O futuro não se improvisa, ele se constrói no sentido mais concreto da palavra. E, no Brasil, esse verbo ainda é o nosso maior desafio. Somos um país que sonha alto, mas ergue pouco. Que deseja escolas do século 21, mas muitas vezes as acomoda em estruturas do século passado. Que fala em inovação pedagógica, mas ainda luta contra telhados que gotejam, conexões que falham e salas que não comportam os estudantes.
Educação e infraestrutura são inseparáveis porque a sala de aula é um espaço físico antes mesmo de ser um espaço simbólico. O corpo aprende com o ambiente tanto quanto com o conteúdo. Um prédio mal iluminado, sem ventilação, sem acessibilidade ou sem conectividade não é neutro. Ele educa pelo descaso e ensina, silenciosamente, que o estudante vale menos que o discurso político.

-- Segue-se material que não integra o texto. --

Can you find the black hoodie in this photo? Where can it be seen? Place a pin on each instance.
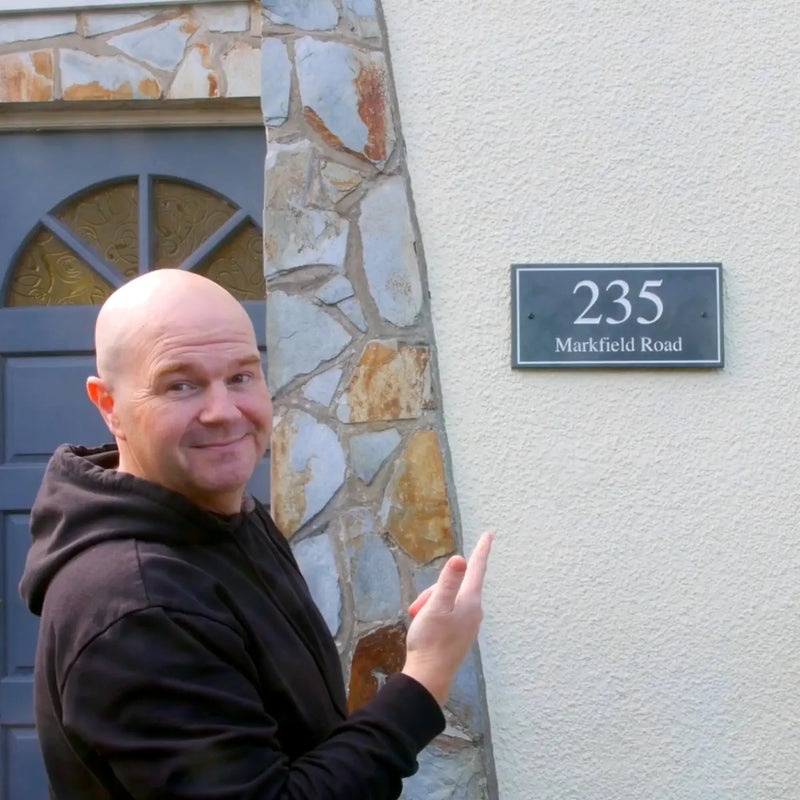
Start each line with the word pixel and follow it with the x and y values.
pixel 181 655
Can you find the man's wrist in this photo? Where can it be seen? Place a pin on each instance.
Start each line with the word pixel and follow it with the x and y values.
pixel 436 684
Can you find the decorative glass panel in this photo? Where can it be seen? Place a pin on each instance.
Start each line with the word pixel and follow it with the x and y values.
pixel 48 273
pixel 236 264
pixel 107 219
pixel 186 216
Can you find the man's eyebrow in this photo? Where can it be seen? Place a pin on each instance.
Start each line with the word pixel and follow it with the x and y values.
pixel 187 367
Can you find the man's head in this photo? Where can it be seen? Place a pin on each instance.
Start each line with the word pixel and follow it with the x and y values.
pixel 180 386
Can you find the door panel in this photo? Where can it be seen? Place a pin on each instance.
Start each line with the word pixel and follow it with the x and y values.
pixel 90 211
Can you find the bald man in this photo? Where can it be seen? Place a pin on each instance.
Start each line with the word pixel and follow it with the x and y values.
pixel 180 653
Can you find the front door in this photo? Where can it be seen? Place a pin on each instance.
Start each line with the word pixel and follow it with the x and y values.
pixel 80 214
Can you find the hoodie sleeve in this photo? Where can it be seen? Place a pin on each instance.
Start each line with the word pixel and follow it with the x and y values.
pixel 159 697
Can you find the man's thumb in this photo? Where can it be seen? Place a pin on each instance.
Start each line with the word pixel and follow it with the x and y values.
pixel 450 579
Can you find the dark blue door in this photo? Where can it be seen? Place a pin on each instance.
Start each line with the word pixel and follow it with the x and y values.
pixel 80 214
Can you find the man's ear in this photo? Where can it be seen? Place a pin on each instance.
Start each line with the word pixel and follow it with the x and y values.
pixel 100 394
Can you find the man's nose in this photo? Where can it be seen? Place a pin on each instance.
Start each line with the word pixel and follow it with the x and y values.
pixel 219 405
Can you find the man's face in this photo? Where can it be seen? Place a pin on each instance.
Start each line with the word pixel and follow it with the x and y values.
pixel 192 409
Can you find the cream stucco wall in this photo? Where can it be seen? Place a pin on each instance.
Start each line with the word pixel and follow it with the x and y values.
pixel 641 637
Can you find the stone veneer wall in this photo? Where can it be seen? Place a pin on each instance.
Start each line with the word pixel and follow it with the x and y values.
pixel 164 52
pixel 361 480
pixel 360 471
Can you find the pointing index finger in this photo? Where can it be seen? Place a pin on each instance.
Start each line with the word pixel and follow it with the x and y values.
pixel 476 566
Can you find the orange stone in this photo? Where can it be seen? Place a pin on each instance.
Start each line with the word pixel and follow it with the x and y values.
pixel 377 655
pixel 288 499
pixel 389 382
pixel 418 511
pixel 26 77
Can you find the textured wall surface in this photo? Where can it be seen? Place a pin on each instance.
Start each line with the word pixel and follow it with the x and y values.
pixel 641 637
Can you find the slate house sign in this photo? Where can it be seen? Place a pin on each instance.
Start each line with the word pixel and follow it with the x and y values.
pixel 616 315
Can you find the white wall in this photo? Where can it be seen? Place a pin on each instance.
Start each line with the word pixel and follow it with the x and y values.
pixel 641 637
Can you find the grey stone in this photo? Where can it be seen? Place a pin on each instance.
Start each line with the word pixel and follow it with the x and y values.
pixel 335 182
pixel 355 522
pixel 352 309
pixel 390 260
pixel 465 701
pixel 455 773
pixel 161 46
pixel 308 15
pixel 223 17
pixel 36 26
pixel 114 75
pixel 424 577
pixel 337 82
pixel 289 172
pixel 370 451
pixel 300 336
pixel 336 289
pixel 376 584
pixel 242 68
pixel 316 451
pixel 97 22
pixel 295 235
pixel 321 387
pixel 316 561
pixel 276 78
pixel 194 77
pixel 312 238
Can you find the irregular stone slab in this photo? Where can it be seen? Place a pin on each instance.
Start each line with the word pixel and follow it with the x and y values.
pixel 449 769
pixel 318 565
pixel 321 387
pixel 465 701
pixel 242 68
pixel 335 181
pixel 362 15
pixel 370 450
pixel 223 17
pixel 352 310
pixel 308 15
pixel 307 469
pixel 276 78
pixel 377 656
pixel 195 76
pixel 344 96
pixel 97 22
pixel 295 235
pixel 289 170
pixel 86 77
pixel 26 77
pixel 390 260
pixel 300 336
pixel 162 46
pixel 415 509
pixel 313 238
pixel 354 522
pixel 376 584
pixel 36 26
pixel 388 383
pixel 336 289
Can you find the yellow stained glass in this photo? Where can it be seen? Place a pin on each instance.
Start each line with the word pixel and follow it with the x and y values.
pixel 48 273
pixel 186 216
pixel 107 219
pixel 237 265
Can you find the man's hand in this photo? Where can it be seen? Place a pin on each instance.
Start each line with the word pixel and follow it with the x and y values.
pixel 446 621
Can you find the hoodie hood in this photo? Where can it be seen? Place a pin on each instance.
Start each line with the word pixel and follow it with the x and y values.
pixel 83 500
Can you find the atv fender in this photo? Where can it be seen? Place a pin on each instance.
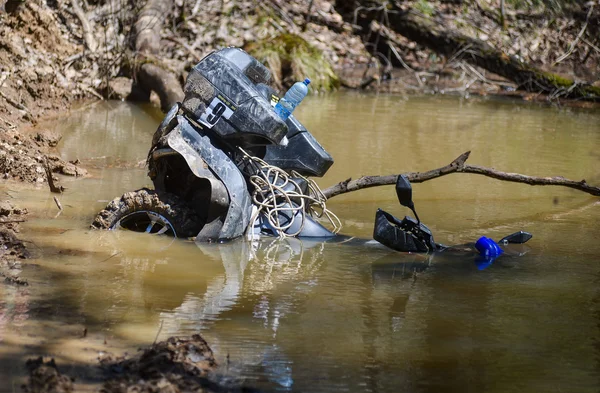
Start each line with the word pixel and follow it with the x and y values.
pixel 199 152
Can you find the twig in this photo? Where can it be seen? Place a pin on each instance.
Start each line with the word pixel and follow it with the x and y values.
pixel 158 333
pixel 90 42
pixel 14 103
pixel 112 256
pixel 184 45
pixel 458 166
pixel 574 43
pixel 8 123
pixel 307 17
pixel 196 8
pixel 58 203
pixel 53 187
pixel 395 52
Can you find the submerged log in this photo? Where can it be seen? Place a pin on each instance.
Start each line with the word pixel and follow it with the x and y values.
pixel 428 32
pixel 459 165
pixel 151 76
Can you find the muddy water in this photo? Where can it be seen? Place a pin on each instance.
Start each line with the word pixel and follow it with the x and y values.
pixel 304 316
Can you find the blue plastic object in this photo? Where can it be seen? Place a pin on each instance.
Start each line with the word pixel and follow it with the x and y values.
pixel 292 99
pixel 487 247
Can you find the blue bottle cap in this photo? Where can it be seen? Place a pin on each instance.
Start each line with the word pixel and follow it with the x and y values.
pixel 487 247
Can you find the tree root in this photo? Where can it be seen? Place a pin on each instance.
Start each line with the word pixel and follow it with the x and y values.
pixel 457 166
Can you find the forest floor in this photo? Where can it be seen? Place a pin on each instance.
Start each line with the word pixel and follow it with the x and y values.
pixel 50 60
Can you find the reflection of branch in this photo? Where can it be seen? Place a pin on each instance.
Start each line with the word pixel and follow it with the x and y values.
pixel 458 166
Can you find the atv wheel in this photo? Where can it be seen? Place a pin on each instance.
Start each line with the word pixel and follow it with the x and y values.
pixel 150 211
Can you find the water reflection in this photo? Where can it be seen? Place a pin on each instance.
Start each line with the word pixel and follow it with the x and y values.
pixel 298 316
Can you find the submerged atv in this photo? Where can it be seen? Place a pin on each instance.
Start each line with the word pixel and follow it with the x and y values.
pixel 223 154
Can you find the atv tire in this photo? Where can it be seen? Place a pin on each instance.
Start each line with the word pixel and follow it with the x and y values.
pixel 150 211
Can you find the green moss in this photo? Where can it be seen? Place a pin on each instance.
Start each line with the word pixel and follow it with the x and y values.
pixel 290 58
pixel 424 7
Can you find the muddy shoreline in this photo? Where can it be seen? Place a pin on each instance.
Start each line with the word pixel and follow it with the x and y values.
pixel 39 83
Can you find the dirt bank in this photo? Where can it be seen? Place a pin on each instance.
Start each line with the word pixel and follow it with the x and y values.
pixel 175 365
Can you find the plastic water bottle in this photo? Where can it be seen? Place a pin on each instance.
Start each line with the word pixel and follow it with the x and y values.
pixel 292 99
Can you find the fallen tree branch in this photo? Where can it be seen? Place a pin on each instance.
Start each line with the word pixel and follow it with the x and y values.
pixel 457 166
pixel 432 33
pixel 151 76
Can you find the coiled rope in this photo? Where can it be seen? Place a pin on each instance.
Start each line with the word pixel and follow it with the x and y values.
pixel 277 194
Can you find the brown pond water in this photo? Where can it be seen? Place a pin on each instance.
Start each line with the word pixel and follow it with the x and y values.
pixel 303 316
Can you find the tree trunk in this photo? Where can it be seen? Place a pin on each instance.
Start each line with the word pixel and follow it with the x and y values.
pixel 150 75
pixel 427 32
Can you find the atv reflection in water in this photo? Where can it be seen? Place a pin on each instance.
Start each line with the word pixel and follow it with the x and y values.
pixel 270 280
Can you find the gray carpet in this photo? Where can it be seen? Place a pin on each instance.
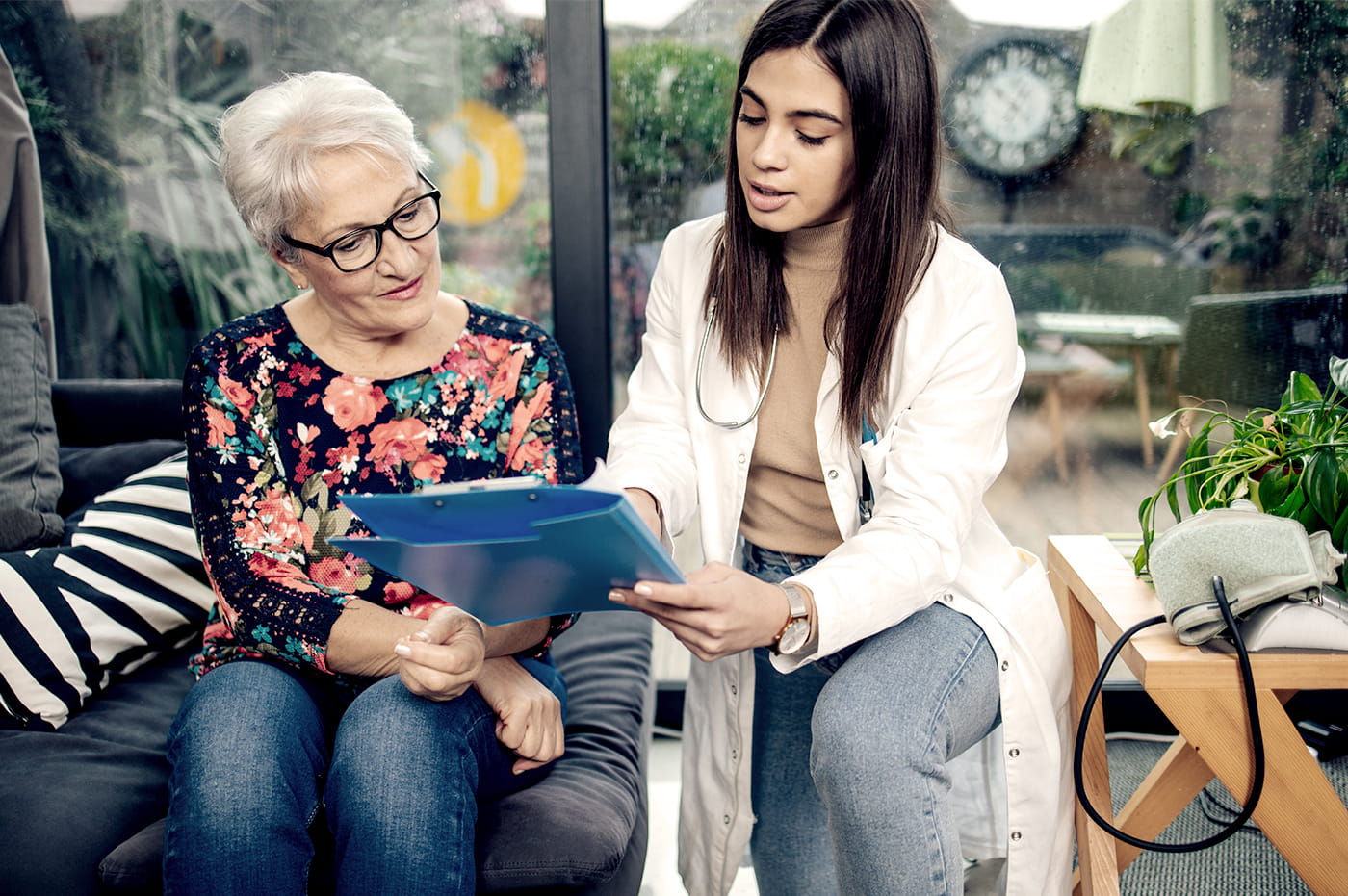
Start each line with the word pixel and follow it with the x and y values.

Ao longo da minha trajetória como engenheiro e gestor de grandes sistemas de infraestrutura aeroportuária, como a Infraero, aprendi que obras não são apenas concreto e aço: são decisões éticas sobre prioridades. Cada pista construída e cada terminal ampliado são atos políticos no sentido mais nobre, porque representam escolhas sobre o que viabiliza a vida das pessoas. O mesmo também vale para a escola. Cada metro quadrado planejado é um recado sobre o futuro que acreditamos ser possível.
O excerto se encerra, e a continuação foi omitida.